Anna [Nischke, vp of finance and operations] and the team have always been super supportive. So the commitment from that team to kind of really be supportive, be there through the good times, help kind of figure out and unlock areas of opportunity within the business, unlock areas of opportunity within the team, and then really committing to figuring out how I can be a better leader and how we could invest in other people on our team to be better leaders to. All of those things have been incredibly helpful and invaluable through the four years that we’ve had a relationship. So it speaks to why we continue to have a great relationship now and why Nihal and the Eniac team is still one of the first calls that we make when we’re trying to evaluate what we’re doing as a company and evaluate some tricky decisions to make.

Anthony: Awesome. Laura, what about you?

Laura: This is a tough question because I think no matter who you’d asked me about, my instinct is going to be I’m publicly saying nice things about anyone. So I hope this comes off as authentic. And Nihal was on our board for a long time and led our investment. He is just the best. They are the most founder-friendly firm I’ve ever worked with by far. I can’t even sort of convey how I feel about this. I’ll add, he’s not on our board anymore. We have raised subsequent rounds. And yet the other night it was like 10:00 his time and I called him with something and he was like, “Yeah. I can chat right now. What’s up?” And I think Tim called my co-founder last week at night. They are there for us through thick and thin.

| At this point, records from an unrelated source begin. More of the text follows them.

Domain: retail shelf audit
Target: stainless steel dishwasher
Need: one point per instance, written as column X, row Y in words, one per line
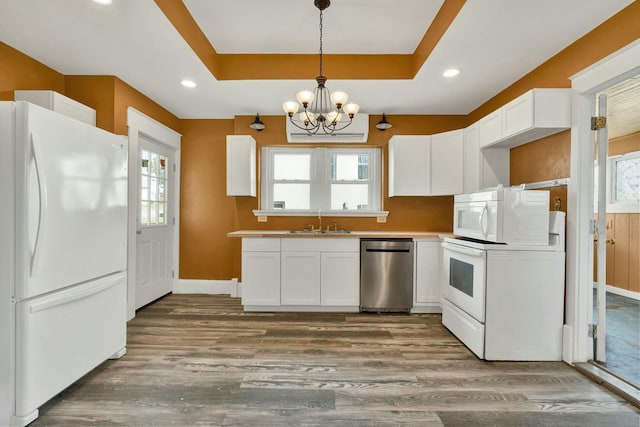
column 386, row 275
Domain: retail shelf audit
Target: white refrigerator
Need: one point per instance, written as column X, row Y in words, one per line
column 63, row 254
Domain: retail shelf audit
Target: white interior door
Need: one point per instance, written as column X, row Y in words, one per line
column 155, row 222
column 602, row 143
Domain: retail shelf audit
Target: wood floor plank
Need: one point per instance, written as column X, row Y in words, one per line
column 200, row 360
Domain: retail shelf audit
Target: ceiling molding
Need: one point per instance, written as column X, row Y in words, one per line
column 296, row 66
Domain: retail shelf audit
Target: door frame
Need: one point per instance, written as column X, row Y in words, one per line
column 141, row 124
column 617, row 67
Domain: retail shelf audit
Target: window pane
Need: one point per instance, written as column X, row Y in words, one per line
column 292, row 166
column 153, row 189
column 153, row 213
column 349, row 196
column 144, row 213
column 145, row 162
column 291, row 196
column 627, row 180
column 144, row 190
column 349, row 167
column 153, row 165
column 161, row 215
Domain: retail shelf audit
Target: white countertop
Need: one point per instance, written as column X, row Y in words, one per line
column 353, row 234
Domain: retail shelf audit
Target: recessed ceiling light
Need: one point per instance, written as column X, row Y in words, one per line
column 451, row 72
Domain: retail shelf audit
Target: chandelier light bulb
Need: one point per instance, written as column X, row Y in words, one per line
column 290, row 107
column 351, row 109
column 339, row 98
column 305, row 97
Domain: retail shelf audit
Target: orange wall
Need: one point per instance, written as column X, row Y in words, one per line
column 208, row 214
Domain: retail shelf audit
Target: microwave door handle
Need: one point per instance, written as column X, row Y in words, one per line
column 484, row 222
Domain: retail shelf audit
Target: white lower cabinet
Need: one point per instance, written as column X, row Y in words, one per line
column 428, row 286
column 300, row 280
column 305, row 273
column 340, row 278
column 260, row 271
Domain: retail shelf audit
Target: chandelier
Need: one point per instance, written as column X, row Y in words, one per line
column 322, row 111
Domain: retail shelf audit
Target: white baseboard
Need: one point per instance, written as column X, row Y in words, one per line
column 622, row 292
column 210, row 287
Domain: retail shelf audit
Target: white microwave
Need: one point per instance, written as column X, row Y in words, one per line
column 504, row 215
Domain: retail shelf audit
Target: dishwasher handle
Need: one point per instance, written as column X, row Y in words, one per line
column 388, row 246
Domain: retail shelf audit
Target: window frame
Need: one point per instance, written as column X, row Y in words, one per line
column 623, row 206
column 320, row 182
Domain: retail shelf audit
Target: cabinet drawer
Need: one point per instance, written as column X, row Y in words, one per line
column 321, row 244
column 255, row 244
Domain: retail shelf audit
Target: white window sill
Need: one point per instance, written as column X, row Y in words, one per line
column 292, row 212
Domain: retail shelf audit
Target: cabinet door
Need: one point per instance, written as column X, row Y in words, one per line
column 428, row 267
column 241, row 165
column 517, row 115
column 490, row 128
column 300, row 281
column 409, row 165
column 471, row 154
column 261, row 278
column 340, row 278
column 446, row 163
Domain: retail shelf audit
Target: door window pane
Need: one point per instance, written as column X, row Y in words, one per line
column 627, row 177
column 153, row 188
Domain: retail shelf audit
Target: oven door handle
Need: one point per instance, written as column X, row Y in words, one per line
column 484, row 223
column 463, row 250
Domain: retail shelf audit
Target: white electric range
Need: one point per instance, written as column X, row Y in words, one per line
column 504, row 301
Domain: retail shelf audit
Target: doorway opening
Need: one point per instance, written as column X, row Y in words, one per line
column 616, row 295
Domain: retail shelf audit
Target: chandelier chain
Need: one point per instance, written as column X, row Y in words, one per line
column 321, row 43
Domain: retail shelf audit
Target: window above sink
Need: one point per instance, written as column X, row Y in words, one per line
column 320, row 181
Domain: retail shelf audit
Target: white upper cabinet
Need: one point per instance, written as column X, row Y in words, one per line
column 59, row 103
column 447, row 155
column 483, row 168
column 241, row 165
column 531, row 116
column 410, row 165
column 426, row 165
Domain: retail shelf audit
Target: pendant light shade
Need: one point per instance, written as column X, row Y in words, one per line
column 257, row 124
column 383, row 124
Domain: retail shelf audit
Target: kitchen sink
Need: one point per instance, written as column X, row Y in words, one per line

We had a couple of years really where nothing good happened in our business. It was kind of stuck in the mud. I think no investors were interested. He could have walked away, he could have ignored us, he could have written us off, to some extent he was just ultra supportive. I think the biggest thing for me, and this is when we go into subsequent rounds of funding, when we talk to investors about what we want, my co-founder and I have this philosophy that empathy with the journey that we’re going through as founders is the number one quality we care about. I think Eniac has that in leaps and bounds. They know this is tough. They’re not here to shame you on all the mistakes you’ve made because you’re going to make a lot, we’ve made a ton. They’re just sort of along for the ride to kind of have your back. He’s our biggest champion. So there aren’t enough good things I can say there.

I think as a firm, that’s just core. That’s like in their DNA. They just want to kind of be behind the founders, and the founders are their customers, I suppose.